Alors, renonçant une fois de plus à mes ambitions de tempérance, et avec mes synapses déjà en surchauffe, je m’aventure dans les rues de Tokyo en quête de réconfort. Un périple au cœur des 2194 km² de la métropole la plus enivrante et la plus déroutante du monde.
Quelques mots sur la nourriture et les boissons
Selon votre pays d’origine (et votre génération), vous trouverez peut-être parfaitement naturelle la vision japonaise qui veut que boissons alcoolisées et plats cuisinés aillent de pair ; tout aussi logique, en somme, que l’idée que sols propres et chaussures sales sont incompatibles (une conviction que partageait sans discussion ma mère… et probablement la vôtre).
Pour un Britannique rescapé de l’ère pré-gastropub, cette habitude de boire et manger presque simultanément a d’abord de quoi déconcerter, mais elle a largement façonné la culture japonaise et son paysage de bars et de restaurants. Les frontières entre pub et restaurant, café et bar, sont d’ailleurs souvent volontairement floues. Cet article (à l’image de son auteur), restera cependant centré sur les boissons et sur les lieux qui les servent.



Vous trouverez ci-dessous une liste non exhaustive des options les plus courantes, accompagnées de quelques adresses où j’ai moi-même contribué à alléger quelques fûts, et où je retournerais volontiers.
Où boire un verre
Des bars aux izakaya en passant par les pubs britanniques, Tokyo offre une grande variété d’endroits où boire un verre. Comme je l’ai déjà mentionné, j’ai personnellement essayé la plupart d’entre eux. Voici mes recommandations.
Izakaya
Des vestiges de l’ère Showa avec leurs comptoirs en aggloméré graisseux, leurs fiches-menus lumineuses et leurs sièges en cageots de plastique, aux palais modernes où l’éclairage tamisé et le bois poli scintillent au rythme feutré d’une musique jazzy, les izakaya sont les lieux de consommation d’alcool par excellence pour les habitants de ce grand pays de « buveurs » (et de mangeurs).

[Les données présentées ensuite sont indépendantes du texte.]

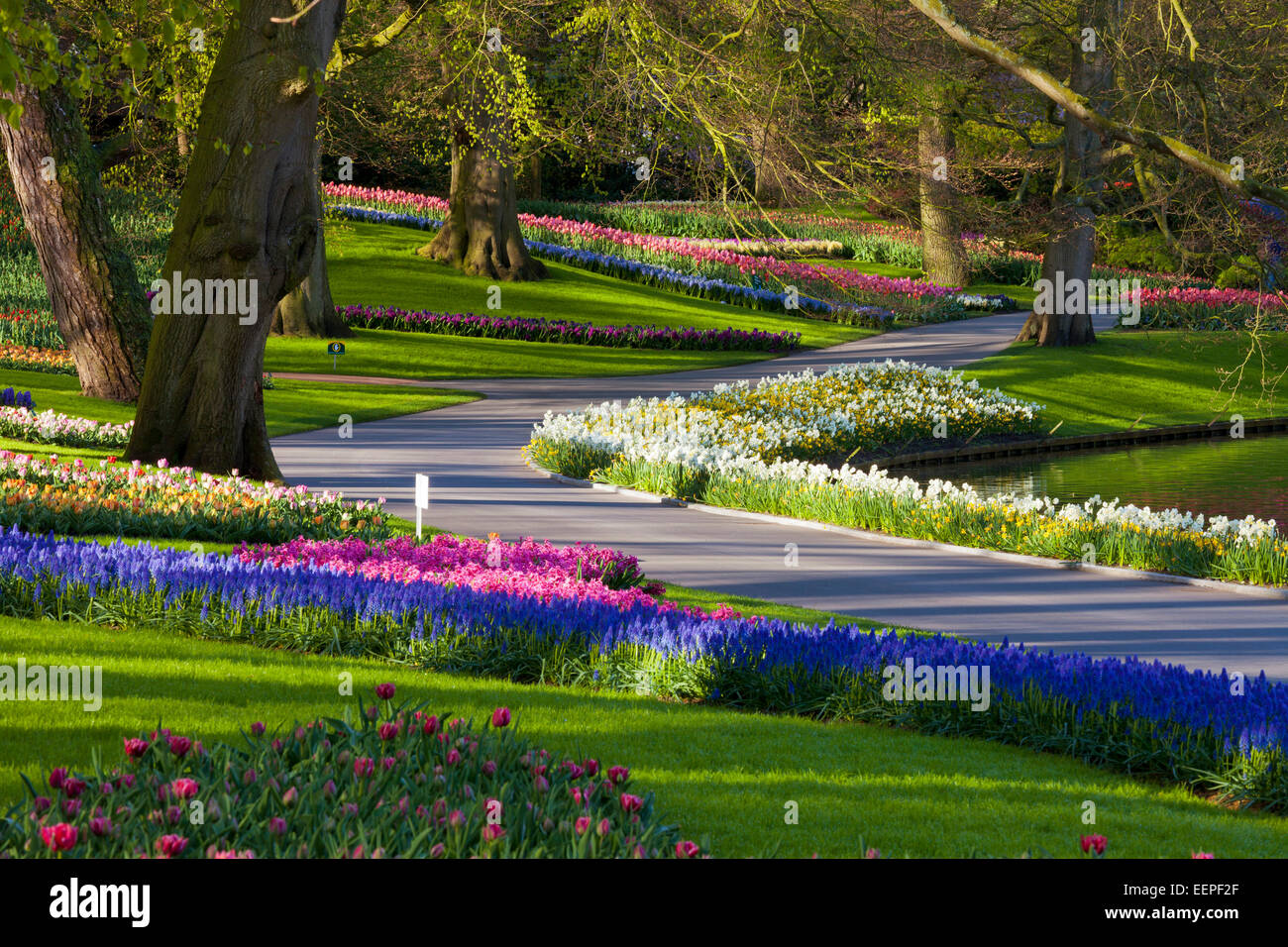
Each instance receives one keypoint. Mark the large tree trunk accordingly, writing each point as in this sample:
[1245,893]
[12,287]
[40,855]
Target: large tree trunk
[99,307]
[481,235]
[308,309]
[1072,247]
[940,226]
[246,214]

Alliant une sélection de boissons complète, mais généralement sans prétention, à des plats à partager allant de la simplicité réconfortante aux expériences fusion les plus élaborées (selon l’endroit), l’izakaya, avec son charme baigné de lanternes, est la réponse toute trouvée à la question : « On va où ? ».
Ce qu’il faut savoir
Les izakaya proposent de petites portions de plats à partager tout en buvant et en se détendant. Les clients sont libres de commander les plats et les boissons de leur choix, mais la plupart des izakaya exigent une commande minimale d’une boisson et d’un plat par personne. Il est très courant de devoir payer un petit supplément pour la table (généralement entre 300 et 500 yens par personne), pour lequel le client recevra un otoshi, un petit bol ou une petite assiette de nourriture en guise d’introduction.
Où aller
Les ruelles qui s’étirent entre Yurakucho et Shimbashi débordent d’adresses animées où manger, boire et s’amuser. Sous la voie ferrée surélevée, un tunnel particulièrement chaleureux résonne de rires et de conversations : de chaque côté, les clients se détendent dans les izakaya Motsuyaki Fuji et Motsuyaki Ton Ton, qui se font face.

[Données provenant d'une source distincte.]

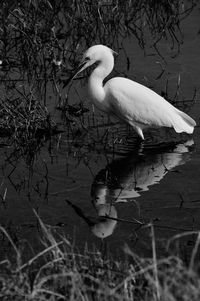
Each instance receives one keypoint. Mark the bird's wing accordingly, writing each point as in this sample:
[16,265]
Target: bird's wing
[137,104]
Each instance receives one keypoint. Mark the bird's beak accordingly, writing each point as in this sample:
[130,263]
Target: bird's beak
[115,53]
[82,66]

Ces bars d’un autre temps, pas forcément au goût de tous, offrent un aperçu brut, bruyant et enfumé d’un Tokyo plus décontracté, un mode de vie qui semble malheureusement s’effacer à mesure que l’on avance dans le XXIe siècle. On retrouve le même esprit rétro, tout aussi sonore, à Koenji, Ueno, Asakusa et dans d’autres recoins moins policés de la capitale.
À l’échelle de la ville, les chaînes d’izakaya pullulent : on en trouve presque à chaque coin de rue. Parmi elles, les barons du yakitori Torikizoku se distinguent en proposant une expérience particulièrement abordable dans plus de 150 établissements à l’allure strictement identique.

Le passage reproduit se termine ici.